No it is a common practice I was in Walmart the other day I was looking at a Choice packer around 12 lb it was 25 & change right next to it was a hunk of brisket point with a little flat attached trimmed to hell & back hitting the scale at 5 lb it was 25.00 too. I left with neither the flats on the choice where thin. I went to HEB and found a nice 14.8 lb Select packer for 1.97 lb. Came out nice too.

KnucklHed BBQ 03-05-2013 11:38 AM

Listen to T, he knows a thang or two about brisket!

Personally, I will only do a full packer, I have not consistently liked the results that I get on a flat, and as you noted, the over all price is usually about the same for either a packer or just a flat.

One thing that I've found works really well for me is slow and low for the first couple hours to set the ring and then crank it to about 300 until I get the desired color I'm looking for, this is usually closer to 150-165* at that point you can foil the whole thing or separate the flat & point and foil separately.
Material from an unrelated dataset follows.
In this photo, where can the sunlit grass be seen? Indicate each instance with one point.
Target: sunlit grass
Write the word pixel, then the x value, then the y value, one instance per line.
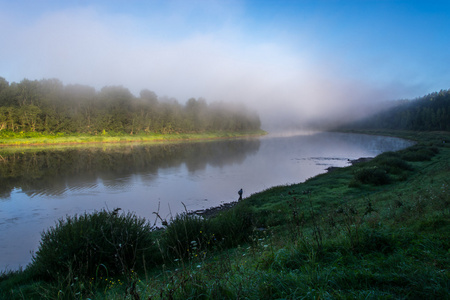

Edit: I usually separate the two cuz I feel that they cook to doneness at different rates/times - to make this easier, when I prep the packer I trip between the point & flat to remove part of that monster hunk of fat that's usually hiding in there. I also put plenty of rub between them. Once you're ready to separate them, they will peel apart with little effort, important when they are that hot! Now T is going to scold me for The Great Sin I have recommended...

Once temp on it hits 190+ I move it to a preheated cooler and wrap with warm towels and let it rest there for 3+ hours. In the cooler is where it finally gives up the ghost and gets tender.

As for bark, I dunno, ask someone else, my bark always sucks after being in the foil for so long... :roll:

AFwe 03-05-2013 01:00 PM

I cooked it at 250. At the time they did not have any full packers. Plus the sell by date was in two days so it was marked down to $12. Thanks for all your input. I always know I can get good advice from here

HankB 03-05-2013 01:54 PM

I buy my briskets at Sam's and all they have is cryovac flats here. (At least I think they are flats.) I have gotten larger ones and they came out fine. If you can't find a packer, then a bigger flat is probably going to be good.

Here's one in a half sheet pan. (I've cut it to fit on one grate of my 18.5 WSM.)

https://lh6.googleusercontent.com/--...-24-30_647.jpg

Pitmaster T 03-05-2013 02:34 PM

Quote:

Originally Posted by KnucklHed BBQ (Post 2394552)
Edit: I usually separate the two cuz I feel that they cook to doneness at different rates/times - to make this easier, when I prep the packer I trip between the point & flat to remove part of that monster hunk of fat that's usually hiding in there. I also put plenty of rub between them. Once you're ready to separate them, they will peel apart with little effort, important when they are that hot! Now T is going to scold me for The Great Sin I have recommended...

Nah, I've done crazier ****. I used to do something similar and in fact posted it on this forum in maybe 2007 or so.... dry seasoning between the two layers....

as seen in the partin, there is no fat left when I am done.